Top-Down Worldbuilding, Part the First: The Concept
Ladies and gentlemen, orks and elves, halflings and...whatever that thing in the corner is...I'm Afniel, this is Chaotic Awesome!, and I am going to kick this blargh off with a bang. A big bang. Let's talk about making worlds.
While creating the setting is hands-down my favorite part of being a GM, it's a daunting task. In this series of articles I'm going to explain how I tend to approach it, from the beginning concept of what the world is like all the way through to the finer details of resources, power centers, and various cultures -- and most importantly of all, what these things mean for your game.
The first thing that you will need to decide is simple: What kind of game do you want to play? I say play, not run, for the simple reason that (in my humble experience) you will find it much easier to be enthusiastic about building up what is to you the 'perfect' game, and players can sense that kind of enthusiasm.
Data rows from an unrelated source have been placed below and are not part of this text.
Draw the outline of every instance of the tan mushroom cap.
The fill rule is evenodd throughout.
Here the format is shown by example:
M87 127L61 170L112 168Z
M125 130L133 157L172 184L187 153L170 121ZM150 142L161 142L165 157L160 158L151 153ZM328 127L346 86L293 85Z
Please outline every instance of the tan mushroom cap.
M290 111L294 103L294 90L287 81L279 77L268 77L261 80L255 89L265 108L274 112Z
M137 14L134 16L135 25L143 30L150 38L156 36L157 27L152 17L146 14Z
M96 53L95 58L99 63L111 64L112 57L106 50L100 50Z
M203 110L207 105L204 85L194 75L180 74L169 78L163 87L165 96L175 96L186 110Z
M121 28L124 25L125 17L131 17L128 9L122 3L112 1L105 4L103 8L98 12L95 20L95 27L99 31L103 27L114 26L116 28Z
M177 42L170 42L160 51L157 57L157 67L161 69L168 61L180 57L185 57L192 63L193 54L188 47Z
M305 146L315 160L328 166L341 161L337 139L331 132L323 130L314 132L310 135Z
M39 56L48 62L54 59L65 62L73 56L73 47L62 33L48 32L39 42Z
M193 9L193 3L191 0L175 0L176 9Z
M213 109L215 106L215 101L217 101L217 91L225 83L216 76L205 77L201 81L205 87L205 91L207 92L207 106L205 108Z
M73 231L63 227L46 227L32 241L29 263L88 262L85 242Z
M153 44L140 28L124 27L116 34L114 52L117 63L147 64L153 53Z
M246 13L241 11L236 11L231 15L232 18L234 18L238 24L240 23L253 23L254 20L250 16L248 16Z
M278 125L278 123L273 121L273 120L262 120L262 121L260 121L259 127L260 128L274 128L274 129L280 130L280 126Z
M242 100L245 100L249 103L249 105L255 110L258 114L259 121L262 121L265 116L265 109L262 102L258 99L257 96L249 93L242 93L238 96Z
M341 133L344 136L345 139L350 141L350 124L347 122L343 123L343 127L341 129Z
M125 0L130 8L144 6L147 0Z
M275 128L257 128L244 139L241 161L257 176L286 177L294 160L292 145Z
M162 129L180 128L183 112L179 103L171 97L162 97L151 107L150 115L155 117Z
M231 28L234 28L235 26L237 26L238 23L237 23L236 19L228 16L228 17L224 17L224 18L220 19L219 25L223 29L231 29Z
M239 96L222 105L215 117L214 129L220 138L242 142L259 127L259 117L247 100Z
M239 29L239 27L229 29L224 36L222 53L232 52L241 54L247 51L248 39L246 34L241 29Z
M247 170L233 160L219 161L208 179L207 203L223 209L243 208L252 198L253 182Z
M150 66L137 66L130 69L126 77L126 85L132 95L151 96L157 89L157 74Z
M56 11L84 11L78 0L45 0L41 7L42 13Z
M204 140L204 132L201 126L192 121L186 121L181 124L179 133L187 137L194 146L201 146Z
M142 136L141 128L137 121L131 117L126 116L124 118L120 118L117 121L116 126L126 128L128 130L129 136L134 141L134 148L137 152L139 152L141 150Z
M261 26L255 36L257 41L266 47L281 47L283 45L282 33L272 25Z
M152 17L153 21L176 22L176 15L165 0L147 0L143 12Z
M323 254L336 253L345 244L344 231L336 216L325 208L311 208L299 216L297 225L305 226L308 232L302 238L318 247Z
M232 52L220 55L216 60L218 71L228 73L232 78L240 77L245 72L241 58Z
It's contagious.
There are two ways of looking at this. You may have a genre in mind: high fantasy, spaghetti western, space opera, gothic horror...the list goes on. But you know what you like. Run with it. At this point in development, it doesn't matter how unlikely it sounds (though you may want to take into consideration what system you're going to be using to experience it). Nobody is reading through your notes. If they are, punch them! That's just rude.
For these articles I'm going to be using as an example a setting that I and my players created and subsequently have spent over a hundred sessions exploring, using D&D's 3.5 edition rules. As a result of a strange mental trainwreck between a ridiculous song somebody had sent me and the rather obscure, huge-tree-centric NES game Faxanadu being played dangerously nearby at the same time, I decided that I wanted my setting to be mid-high-ish fantasy, its most prominent feature being an enormous Yggdrasil-like world tree. Your setting could be, quite literally, anything. A destroyed Earth, its survivors clinging to its debris in little colonies? Awesome. A sprawling, primeval forest, whose pools and fog hide fey passages to twilight realms? I'd play it. An underwater setting populated by merfolk, oppressed by two-legged 'monsters' from the shore? Go nuts.*
While you are going nuts, however, there is another consideration to keep in the back of your mind. How much are your players willing to go out of their way to learn in order to feel connected to the setting? Sure, you can make a completely alien game, in which insectile characters fly biological ship-animals through the non-Euclidean spaces between universes, but you're likely to have at least one player in your group look at it sideways and find it a bit too out there. There should, ideally, be at least some element of the familiar in your overall design. The odds are just a little slim that your players would have the time, energy, or interest to read your dissertation on the complicated social structures and pheromone-based negotiation rituals of your fictional race.
On the flip side of that same coin, you could make a world of meadows, fields, and forests, with castles that overlook small kingdoms, in which dragons kidnap princesses and princes kiss fair maidens to break curses placed upon them by bad witches. Sure, everyone knows the status quo here. It's so well-known a trope that one barely even has to bother describing the scenery. And yet, the familiarity in this example is stifling. There are no surprises to be had whatsoever.
The thing I have found in trying to keep this balance is that there are two ways about this. You can create the familiar with a twist. Sure, it's a Standard Fairytale Kingdom on the surface, but the fair and just king himself is a dragon in disguise, the princess went with the evil wizard willingly, and the heroes just keep happening to be in the wrong place at the wrong time. (It doesn't have to be comedic, of course, but this technique makes for excellent satire and comedy games.)
Alternately, you can create a twist with a hint of the familiar. Those outer realm-traversing insects could be very human in personality and have set out on the classic Hero's Journey, overcoming great odds to reach self-understanding and defeat a great evil. Countless of our classic speculative fiction works -- Lord of the Rings, Star Wars, American Gods, among others -- and even ancient stories like the Epic of Gilgamesh all tell this single, essentially human story. The skin of the world you create may be bizarre, but its bones are prehistoric.
Our example, the Tree of the World, is fairly easy to grasp, if a little grander in scale than we usually see. To scale it back down a bit and really focus the action on this Tree, capital T, I decided that it would be ringed as far as the eye can see by the Desert, capital D, which nobody could enter due to its life-draining quality. In that same vein I obscured the top of it with the Storm, capital S. (Feel free to be a little more creative than all that.) Why did the Desert do that? Where did a constant Storm come from? Meh! Those are questions for another day. The in-world reasoning can always follow the logistics later -- and indeed, both of these things ended up being key plot points to be discovered by the players.
That's it for now. Tune in next time and we'll go over the first broad details of your world, and how to decide what they are.
* Upon re-reading this list, I realize that I made each of these settings pretty adversarial. Conflict can of course come from anywhere, not necessarily the setting, but games can thrive on the tension of trying to survive in dangerous surroundings with equally-dangerous opponents breathing down your neck. If you and your group want to play Baby's First Kingdom, however, by all means don't let me talk you out of it.